COVID-19 and Travel, a Doctors Perspective

 I realize that it has been quite a while since I have posted.  Life for me has changed significantly (for the better) and most of my time is now occupied by my 2 young children.  I just wanted to quickly share my thoughts on COVID-19 and how it has effected me both as an avid traveler and as a practicing emergency medicine physician.  My views below are based on my knowledge as a physician and my personal observation; they are not based on fear, emotion or politics.  

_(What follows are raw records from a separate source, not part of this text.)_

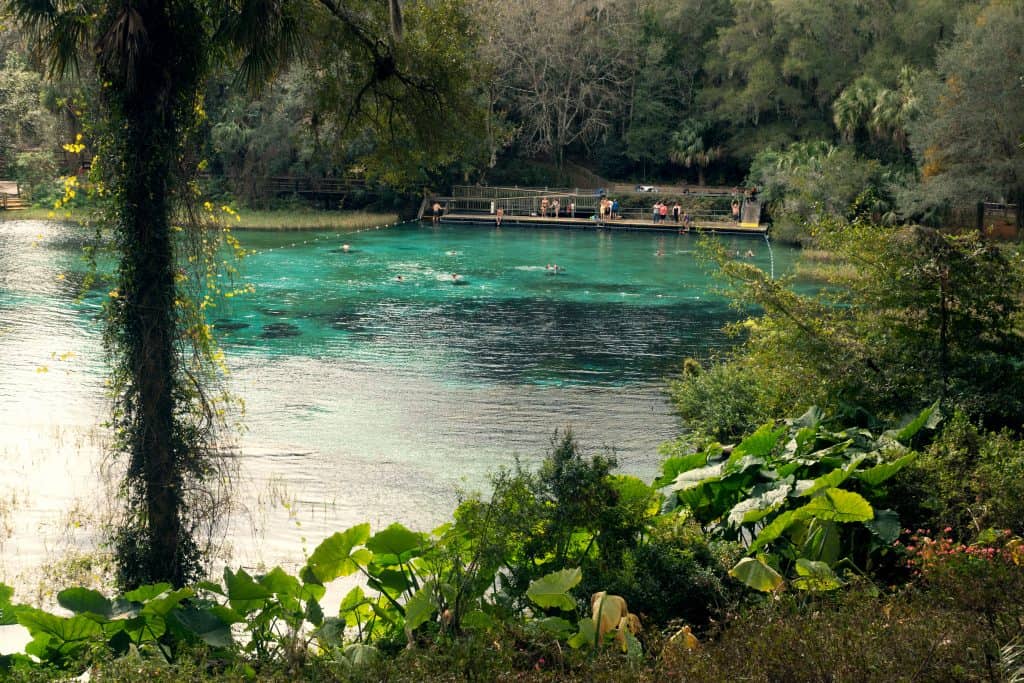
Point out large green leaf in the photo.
[366,523,426,566]
[796,454,867,497]
[462,609,498,631]
[258,567,300,598]
[123,584,171,602]
[174,606,234,647]
[224,567,273,612]
[17,607,103,647]
[730,422,788,460]
[885,401,942,445]
[406,582,437,631]
[729,555,782,593]
[672,463,725,490]
[608,474,662,516]
[653,453,708,488]
[569,617,597,649]
[793,557,843,591]
[142,588,196,616]
[526,567,583,611]
[302,523,373,584]
[57,588,113,618]
[854,453,918,486]
[750,510,796,553]
[864,510,900,546]
[531,616,577,640]
[367,565,413,595]
[795,488,874,522]
[344,643,380,669]
[728,481,793,526]
[338,586,374,626]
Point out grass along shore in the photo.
[0,207,398,232]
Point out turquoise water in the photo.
[215,225,767,386]
[0,221,792,571]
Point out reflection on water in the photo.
[0,221,788,574]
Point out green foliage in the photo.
[455,432,657,607]
[662,407,937,591]
[904,2,1024,211]
[663,356,794,444]
[658,578,1021,682]
[673,220,1024,434]
[897,413,1024,541]
[526,568,583,612]
[749,141,892,244]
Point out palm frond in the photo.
[2,0,94,77]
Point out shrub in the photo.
[595,516,742,629]
[897,413,1024,542]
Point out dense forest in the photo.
[0,0,1024,681]
[6,0,1024,233]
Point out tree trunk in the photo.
[103,1,201,587]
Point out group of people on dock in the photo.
[650,200,693,230]
[538,197,575,218]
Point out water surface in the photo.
[0,221,792,572]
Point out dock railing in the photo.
[431,189,735,223]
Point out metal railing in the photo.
[431,196,737,225]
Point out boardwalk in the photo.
[420,185,768,236]
[0,180,26,211]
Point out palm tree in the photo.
[0,0,415,586]
[669,119,722,185]
[869,67,920,152]
[833,76,881,142]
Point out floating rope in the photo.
[765,232,775,280]
[246,218,419,256]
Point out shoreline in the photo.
[0,207,398,232]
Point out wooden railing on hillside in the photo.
[253,175,368,196]
[429,191,732,222]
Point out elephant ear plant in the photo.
[655,405,939,591]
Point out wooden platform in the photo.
[422,212,768,236]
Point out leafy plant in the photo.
[655,405,938,591]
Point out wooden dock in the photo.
[419,185,768,236]
[436,212,768,236]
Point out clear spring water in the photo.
[0,221,793,578]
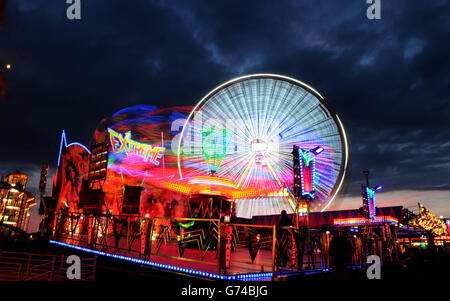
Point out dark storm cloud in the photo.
[0,0,450,197]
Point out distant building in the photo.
[0,171,36,231]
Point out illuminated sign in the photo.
[409,203,448,236]
[108,129,166,165]
[362,186,377,219]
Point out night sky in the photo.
[0,0,450,231]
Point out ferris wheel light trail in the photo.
[177,74,349,216]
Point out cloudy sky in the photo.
[0,0,450,231]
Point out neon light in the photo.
[49,240,272,280]
[334,216,398,226]
[298,148,316,199]
[188,178,236,189]
[177,74,348,215]
[58,130,91,166]
[363,186,377,219]
[320,114,349,212]
[108,128,166,165]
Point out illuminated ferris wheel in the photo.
[178,74,350,218]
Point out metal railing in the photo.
[0,250,97,281]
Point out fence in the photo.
[0,250,97,281]
[54,214,329,276]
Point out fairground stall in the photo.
[43,74,438,279]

While I am at work I feel that I have some sort of control over the situation and I have a routine for reducing the odds of exposure.  I wear an N-95 mask the entire shift and I request that all patients also wear a mask prior to me entering the room.  In this way even if I am treating known COVID positive patients I at least know that I have taken precautions to limit my risk.  Outside of the ER however I do not have the same sense of control.  There are 2 main factors with COVID which will prevent me from flying, staying in hotels, sightseeing (in crowded locales) and partaking in sit down dining for the foreseeable future.  First is the wide spectrum of views that people have on COVID and the fact that a sizable portion of the population significantly underestimates the risks and/or views it as a political issue.  Second, when you go out in public for nonessential reasons the other people you will interact with are statistically more likely to be COVID minimizers or in denial.  These 2 factors go hand in hand when it relates to travel. 

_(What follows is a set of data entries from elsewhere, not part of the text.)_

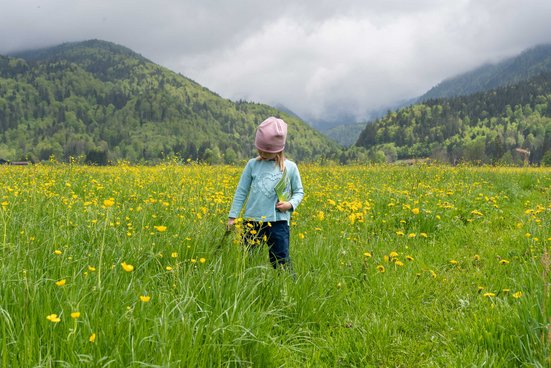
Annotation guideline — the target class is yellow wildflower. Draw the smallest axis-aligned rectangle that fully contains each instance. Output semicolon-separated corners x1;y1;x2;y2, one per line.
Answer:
103;198;115;207
55;279;67;286
513;291;522;299
121;262;134;272
46;313;61;323
140;295;151;303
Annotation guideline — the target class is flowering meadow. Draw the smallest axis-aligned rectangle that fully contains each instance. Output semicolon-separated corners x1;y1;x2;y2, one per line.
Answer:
0;164;551;367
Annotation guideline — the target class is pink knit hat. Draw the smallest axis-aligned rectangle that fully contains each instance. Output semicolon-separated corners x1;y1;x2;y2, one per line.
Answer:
254;116;287;153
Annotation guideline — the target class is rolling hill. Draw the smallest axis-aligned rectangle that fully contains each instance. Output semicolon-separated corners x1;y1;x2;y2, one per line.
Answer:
0;40;341;164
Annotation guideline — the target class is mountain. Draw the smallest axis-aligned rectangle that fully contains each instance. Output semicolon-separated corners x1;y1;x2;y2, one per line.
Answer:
322;123;367;147
356;72;551;165
418;45;551;102
0;40;341;163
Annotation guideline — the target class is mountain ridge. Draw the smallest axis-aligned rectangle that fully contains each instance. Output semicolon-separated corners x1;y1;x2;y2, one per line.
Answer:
0;40;340;163
417;44;551;102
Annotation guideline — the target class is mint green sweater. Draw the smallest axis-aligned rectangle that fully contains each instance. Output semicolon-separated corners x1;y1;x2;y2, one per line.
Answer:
228;158;304;222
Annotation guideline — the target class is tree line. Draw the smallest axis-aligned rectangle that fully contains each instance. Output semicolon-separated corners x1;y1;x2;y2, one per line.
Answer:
356;73;551;165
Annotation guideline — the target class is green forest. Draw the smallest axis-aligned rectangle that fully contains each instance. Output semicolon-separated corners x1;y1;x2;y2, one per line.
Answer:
0;40;341;164
356;73;551;165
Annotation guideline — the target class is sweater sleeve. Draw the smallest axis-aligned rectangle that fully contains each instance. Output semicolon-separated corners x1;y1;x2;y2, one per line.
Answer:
289;165;304;211
228;161;252;218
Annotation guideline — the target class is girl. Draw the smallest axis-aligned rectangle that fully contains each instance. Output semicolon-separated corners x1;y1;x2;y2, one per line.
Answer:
228;117;304;268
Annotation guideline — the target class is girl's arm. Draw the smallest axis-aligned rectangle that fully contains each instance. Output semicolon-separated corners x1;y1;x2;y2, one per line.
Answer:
289;166;304;211
228;161;252;218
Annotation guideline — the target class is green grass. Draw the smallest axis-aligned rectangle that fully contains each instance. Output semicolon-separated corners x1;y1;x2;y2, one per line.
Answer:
0;165;551;367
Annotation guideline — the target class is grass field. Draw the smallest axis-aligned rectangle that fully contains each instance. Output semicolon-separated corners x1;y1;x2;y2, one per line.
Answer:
0;165;551;367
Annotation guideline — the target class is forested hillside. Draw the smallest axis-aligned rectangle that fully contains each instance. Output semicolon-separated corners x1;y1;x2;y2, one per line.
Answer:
0;40;340;164
356;73;551;164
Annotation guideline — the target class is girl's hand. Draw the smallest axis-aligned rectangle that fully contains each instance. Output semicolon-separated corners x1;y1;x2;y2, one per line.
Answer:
276;202;293;212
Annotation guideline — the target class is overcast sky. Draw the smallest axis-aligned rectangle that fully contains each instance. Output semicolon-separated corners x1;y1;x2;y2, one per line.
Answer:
0;0;551;126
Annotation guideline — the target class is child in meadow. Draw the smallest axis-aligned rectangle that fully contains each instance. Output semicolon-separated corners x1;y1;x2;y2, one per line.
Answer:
228;117;304;268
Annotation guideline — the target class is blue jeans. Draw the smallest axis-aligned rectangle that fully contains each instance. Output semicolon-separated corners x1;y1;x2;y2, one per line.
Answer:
243;221;291;268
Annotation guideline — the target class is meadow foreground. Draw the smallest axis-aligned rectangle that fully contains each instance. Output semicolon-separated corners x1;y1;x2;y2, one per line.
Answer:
0;164;551;367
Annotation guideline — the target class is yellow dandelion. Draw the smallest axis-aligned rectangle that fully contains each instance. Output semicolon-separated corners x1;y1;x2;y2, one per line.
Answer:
140;295;151;303
121;262;134;272
46;313;61;323
55;279;67;286
513;291;522;299
103;198;115;207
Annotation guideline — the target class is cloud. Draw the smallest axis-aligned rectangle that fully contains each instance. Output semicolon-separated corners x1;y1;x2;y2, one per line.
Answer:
0;0;551;128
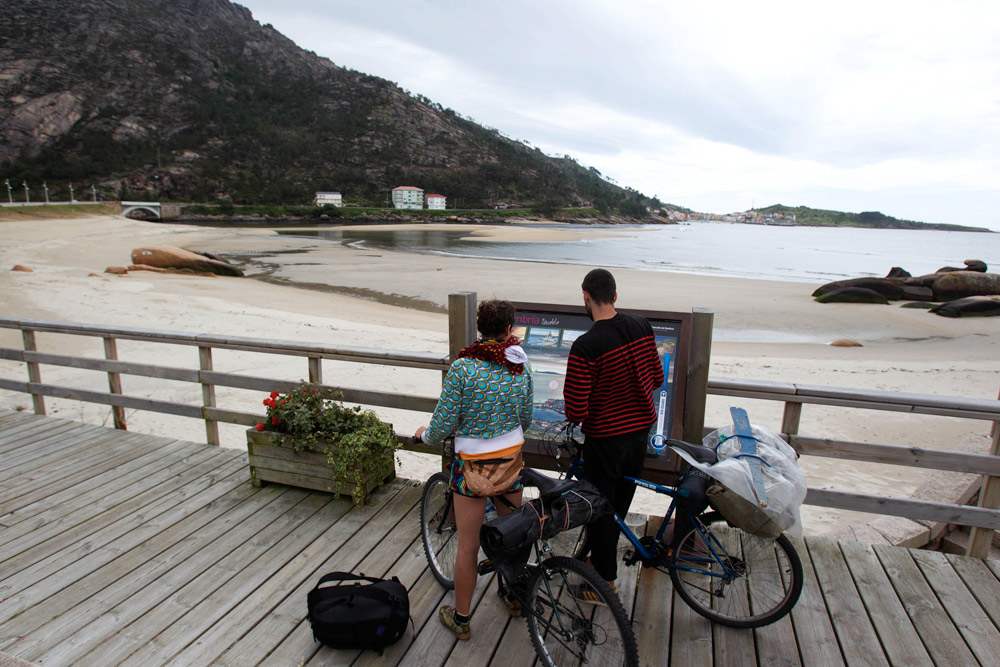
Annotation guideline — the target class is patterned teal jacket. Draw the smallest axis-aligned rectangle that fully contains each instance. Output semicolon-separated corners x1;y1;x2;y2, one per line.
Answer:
423;358;532;453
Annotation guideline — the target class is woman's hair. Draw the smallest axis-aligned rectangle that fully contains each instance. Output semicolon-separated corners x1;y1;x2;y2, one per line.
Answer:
476;299;514;337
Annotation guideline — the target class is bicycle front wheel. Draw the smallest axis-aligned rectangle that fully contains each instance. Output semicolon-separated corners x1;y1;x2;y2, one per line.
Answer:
525;556;639;666
420;472;458;590
670;512;802;628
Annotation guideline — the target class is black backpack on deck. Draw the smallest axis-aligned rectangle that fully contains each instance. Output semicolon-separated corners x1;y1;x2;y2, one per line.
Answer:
307;572;410;652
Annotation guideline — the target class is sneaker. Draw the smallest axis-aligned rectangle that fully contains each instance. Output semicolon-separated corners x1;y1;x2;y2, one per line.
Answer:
438;605;472;640
497;591;521;617
572;581;618;607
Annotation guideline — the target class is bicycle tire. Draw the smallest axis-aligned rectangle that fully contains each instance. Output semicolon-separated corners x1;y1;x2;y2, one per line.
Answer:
525;556;639;667
420;472;458;590
669;512;803;628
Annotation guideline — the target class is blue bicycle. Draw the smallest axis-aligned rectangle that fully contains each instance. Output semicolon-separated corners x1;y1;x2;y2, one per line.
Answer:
545;422;802;628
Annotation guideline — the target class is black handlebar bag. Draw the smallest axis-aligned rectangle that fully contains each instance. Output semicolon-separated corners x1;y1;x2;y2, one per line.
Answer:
306;572;410;652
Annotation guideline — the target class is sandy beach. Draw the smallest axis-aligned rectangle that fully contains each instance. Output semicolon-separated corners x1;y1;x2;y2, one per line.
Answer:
0;217;1000;534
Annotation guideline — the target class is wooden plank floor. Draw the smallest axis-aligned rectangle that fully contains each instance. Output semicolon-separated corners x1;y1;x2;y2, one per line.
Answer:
0;411;1000;666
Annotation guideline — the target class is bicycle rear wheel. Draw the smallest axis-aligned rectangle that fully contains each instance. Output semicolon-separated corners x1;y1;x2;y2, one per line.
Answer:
525;556;639;667
669;512;802;628
420;472;458;590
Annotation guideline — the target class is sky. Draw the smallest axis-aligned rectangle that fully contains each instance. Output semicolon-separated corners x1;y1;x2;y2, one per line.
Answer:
238;0;1000;230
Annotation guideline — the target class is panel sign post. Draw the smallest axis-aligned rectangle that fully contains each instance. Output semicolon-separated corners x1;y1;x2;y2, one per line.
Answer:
513;303;692;481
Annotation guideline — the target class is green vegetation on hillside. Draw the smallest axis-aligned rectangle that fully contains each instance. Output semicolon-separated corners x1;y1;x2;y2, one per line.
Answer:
0;0;672;218
757;204;989;232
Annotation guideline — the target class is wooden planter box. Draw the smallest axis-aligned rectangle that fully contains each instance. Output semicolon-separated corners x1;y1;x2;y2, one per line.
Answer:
247;429;396;504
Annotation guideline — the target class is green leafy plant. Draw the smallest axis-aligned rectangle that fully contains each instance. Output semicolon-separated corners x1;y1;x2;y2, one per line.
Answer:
257;383;400;503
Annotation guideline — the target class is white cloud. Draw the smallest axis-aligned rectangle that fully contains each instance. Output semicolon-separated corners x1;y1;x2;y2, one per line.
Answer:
242;0;1000;229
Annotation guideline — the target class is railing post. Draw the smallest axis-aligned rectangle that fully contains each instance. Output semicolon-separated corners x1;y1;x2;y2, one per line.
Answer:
448;292;476;361
965;388;1000;558
682;307;715;442
441;292;476;470
781;401;802;435
309;357;323;384
21;329;45;415
104;337;128;431
198;346;221;445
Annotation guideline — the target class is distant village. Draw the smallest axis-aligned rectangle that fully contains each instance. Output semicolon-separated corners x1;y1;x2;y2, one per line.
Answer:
650;209;798;226
313;185;447;210
313;185;797;225
682;211;798;226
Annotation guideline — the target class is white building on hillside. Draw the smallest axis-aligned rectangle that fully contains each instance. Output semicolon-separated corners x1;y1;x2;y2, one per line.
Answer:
392;185;424;208
313;192;344;206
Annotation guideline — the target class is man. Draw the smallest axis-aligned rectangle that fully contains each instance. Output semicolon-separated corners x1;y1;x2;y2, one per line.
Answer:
563;269;663;602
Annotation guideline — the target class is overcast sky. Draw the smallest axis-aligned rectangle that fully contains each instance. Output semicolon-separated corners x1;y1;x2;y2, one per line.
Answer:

My biggest hesitation about travel, particularly air travel, is that the people you will be in close proximity to are people who are more likely to have a low concern for COVID.  The people who take COVID precautions seriously and give it the respect it deserves are not going to get on a plane.  Your fellow passengers are people who decided that the risk of flying and sitting less than 6 feet away from 8 strangers for an extended period of time was worth it.  These individuals are a self selected group which exhibit more risky behaviors than the overall population.   Their personal risk benefit equation is biased to rationalize the risk that they are taking.  A good proportion of them also likely made similarly risky decisions in their daily lives in the days leading up to the flight.  This self-selected, risk tolerant group is statistically more likely to be COVID positive than the overall population which includes all the people who were too risk adverse to fly.  

There is a fairly large percentage of COVID positive individuals with no symptoms and also a segment of the population who will justify flying while symptomatic by internally convincing themselves it is just a "cold" that is causing their fever and cough.  I have had numerous patients who basically argue with me on performing a COVID test by telling me that their symptoms are due to a "cold" or "smokers cough".  When their test comes back positive they are shocked.  People who are in denial with covid will attribute their symptoms to anything but COVID.   

Because of the above and also because I have personally seen several patients die from COVID while also having patients argue with me about wearing masks I will not be flying anytime soon.  Flying is a personal choice and if you want to fly by all means I am not going to argue with you.  In the end travel is supposed to be enjoyable.  There is no enjoyment to be had if my family and I are doing everything in our control to stay safe while those around us may not take similar precautions.